Our favorite plant to forage is wild leeks. They too have a short growing season. Leeks are amongst the first to emerge on the forest floor and they thrive until the forest canopy denies them direct sunlight. Then the leaves wither and hide the bulbs until the next year. When making leek pesto, only the leaves are needed, so use scissors to harvest the leaves and leave the bulbs to produce in the following year!
Milk thistle, also known as silymarin is an herb that has been used for a long time to help support the liver, especially when taking medications that are harmful to the liver, for example, statins.
Allergies are prevalent in the spring. many of us suffer from itchy eyes and runny noses. The first line of therapy should be the use of a Neti pot, which can be purchased at most drug stores. Use tepid distilled water, add a pinch of non iodized salt or baking soda and follow the directions that come with the Neti pot. Other helpful natural remedies for allergy season are stinging nettle supplement capsules which have an anti-histamine effect without causing sedation.
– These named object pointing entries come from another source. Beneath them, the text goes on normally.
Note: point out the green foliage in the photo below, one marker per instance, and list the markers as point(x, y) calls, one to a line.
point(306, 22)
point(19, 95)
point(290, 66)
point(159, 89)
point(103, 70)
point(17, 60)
Quercetin, 500mg twice a day may also help with allergy symptoms.
Green tea also gives some relief from springtime allergies. We like to make green tea iced tea with fresh mint or a squeeze of lemon. It is so easy, inexpensive and refreshing. Place four green tea bags in a pyrex quart bowl and add four cups hot water. Let cool and add plenty of ice, a few mint sprigs to taste and or a squeeze of lemon.
Butterbur has been shown to relieve allergic rhinitis. It is called butterbur because the colonials used this large leaf plant to wrap their butter. The American of Neurology has approved Butterbur as first line therapy for the prevention of migraine headaches. 50-75 mg capsules, taken twice a day, may prevent migraine headaches.
Oregano leaves were used in ancient Greece for the treatment of toxic spider bites as well as respiratory problems. Oregano essential oil is highly effective in treating giardia lambia, the worlds most common intestinal infection.
Chamomile, a bitter, is used extensively in Europe for insomnia, anxiety, IBS and colic.
The first plants of spring provide us with nourishment and protection from many medical issues that arise during the spring season. Get outside and find them!